In countries where AIDS was rampant, family structures were being torn apart
as parents left behind millions of orphaned children. I remember writing the
word “INCOMPREHENSIBLE” across my paper as I listened to the problems
children were facing after the loss of their parents.
After coming face to face with this terrible reality during a visit to Uganda, I began an intensive study of HIV/AIDS and subsequently participated in an international conference on children and AIDS and the UN Special Session on HIV/AIDS. I consistently heard speakers say that there was a need to increase the communication between parents and youth, and that we needed to teach the children about HIV/AIDS before they became sexually active. After inquiring with USAID and others, I was told that there was a "glaring hole” in AIDS prevention for this type of program.
In the 1970s I had been involved in teenage pregnancy issues. When the birth control pill was introduced to the American public, it was commonly recognized that the condom had a high incidence of failure among teenagers.1
Thirty years later, I was watching a group of 14- and 15-year-old African teenagers perform a skit about HIV/AIDS. One of the girls said, “When you have sex, use a condom.” I remembered the failure rate among teenagers in the U.S. (where condoms are kept at the right humidity and temperature -- unlike in Africa) and thought, “Oh great, and this is supposed to solve the AIDS problem?” In this case, a condom failure would not just produce a cute little baby, it would be death! I determined that these children deserved better information. The adults of this generation needed to tell them the truth -- that condoms give only partial protection. If we could provide youth with correct information, we could help them to understand consequences and empower them to make good choices.

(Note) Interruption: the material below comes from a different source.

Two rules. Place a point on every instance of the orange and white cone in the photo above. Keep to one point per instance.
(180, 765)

I contacted Wendy W. Sheffield, LCSW, who had previously written an excellent family strengthening program, and asked her to help write an HIV/AIDS prevention program for children. The result is a group of lessons titled, “I Will Live a Long, Loving Life.” As I talked with country delegates at the UN about the HIV/AIDS problem, regardless of their political leanings, they all agreed that they wanted the children to stay alive, so the program was named the “Stay Alive HIV/AIDS Prevention Education Program for Children.”

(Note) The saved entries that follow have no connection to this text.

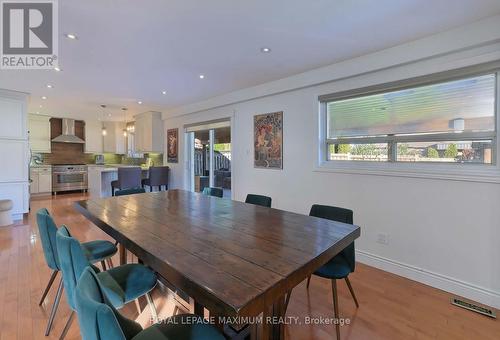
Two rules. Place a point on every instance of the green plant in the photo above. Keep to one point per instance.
(451, 151)
(432, 153)
(344, 148)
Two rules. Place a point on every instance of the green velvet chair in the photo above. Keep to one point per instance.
(343, 263)
(121, 284)
(216, 192)
(125, 192)
(99, 320)
(261, 200)
(95, 251)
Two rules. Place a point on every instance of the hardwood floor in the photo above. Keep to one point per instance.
(391, 307)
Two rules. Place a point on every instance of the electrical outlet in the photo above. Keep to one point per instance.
(383, 238)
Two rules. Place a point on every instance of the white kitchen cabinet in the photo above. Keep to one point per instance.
(114, 141)
(39, 133)
(41, 180)
(149, 132)
(13, 115)
(93, 137)
(19, 194)
(15, 154)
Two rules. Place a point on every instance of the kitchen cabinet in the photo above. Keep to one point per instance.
(39, 133)
(114, 141)
(93, 137)
(14, 150)
(149, 132)
(13, 112)
(41, 180)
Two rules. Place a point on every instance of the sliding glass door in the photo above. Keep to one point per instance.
(210, 156)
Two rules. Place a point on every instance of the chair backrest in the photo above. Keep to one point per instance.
(340, 215)
(72, 261)
(124, 192)
(98, 319)
(158, 175)
(216, 192)
(129, 177)
(47, 229)
(262, 200)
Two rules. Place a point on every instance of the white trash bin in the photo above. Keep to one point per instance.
(5, 212)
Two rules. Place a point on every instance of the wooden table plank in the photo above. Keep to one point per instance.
(235, 259)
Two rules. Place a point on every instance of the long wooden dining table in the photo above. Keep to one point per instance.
(234, 259)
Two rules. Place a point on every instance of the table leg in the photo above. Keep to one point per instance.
(123, 254)
(272, 328)
(199, 309)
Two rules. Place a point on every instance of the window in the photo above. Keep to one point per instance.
(446, 122)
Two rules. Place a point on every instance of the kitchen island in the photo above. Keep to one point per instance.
(101, 176)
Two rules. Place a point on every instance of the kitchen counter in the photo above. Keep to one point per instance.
(101, 176)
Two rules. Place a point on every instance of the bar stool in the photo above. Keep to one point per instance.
(128, 178)
(158, 176)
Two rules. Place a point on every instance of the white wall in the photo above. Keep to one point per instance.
(441, 232)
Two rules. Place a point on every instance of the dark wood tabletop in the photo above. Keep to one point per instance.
(234, 258)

There is a “window of opportunity” between the ages of 6 and 14. In developing countries, most children who get the HIV virus from their mother at birth will die by the age of 5, and most children do not begin to be sexually active until the age of 14. It is during that “window” between 6 and 13 that we needed to reach the children -- to teach them about making good choices that will help avoid the HIV virus and prevent them from getting AIDS -- striking at the very root of this deadly disease.

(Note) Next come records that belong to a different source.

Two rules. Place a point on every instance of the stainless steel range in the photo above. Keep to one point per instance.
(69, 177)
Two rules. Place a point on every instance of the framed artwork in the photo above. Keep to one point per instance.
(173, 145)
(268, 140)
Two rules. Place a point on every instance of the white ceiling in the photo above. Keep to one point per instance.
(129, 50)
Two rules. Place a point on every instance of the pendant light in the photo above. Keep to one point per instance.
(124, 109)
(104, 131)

Many studies in the U.S. show that communication with parents is a critical component of reducing teenage pregnancy, so the Stay Alive program was developed with a focus on the discussions between the parent or guardian and the child.
It is important to know that no one received any money for the development or writing of the Stay Alive program. It has been a labor of love -- for the children.
“The future of the HIV epidemic lies in the hands of young people. The behaviors they adopt now and those they maintain
throughout their sexual lives will determine the course of the epidemic for decades to come.”
(AIDS Epidemic Update: December 1998. UNAIDS: Geneva, p. 13)
1 A study done years later by the Alan Guttmacher Institute, the research arm of Planned Parenthood, showed that youth using condoms and having sexual intercourse experienced condom failure resulting in pregnancy at a rate of 25.8% over two years. Ranjit, Bankole, Darroch, & Singh, “Contraceptive Failure in the First Two Years of Use: Differences Across Socioeconomic Subgroups,” Family Planning Perspectives 33, 1 (2001).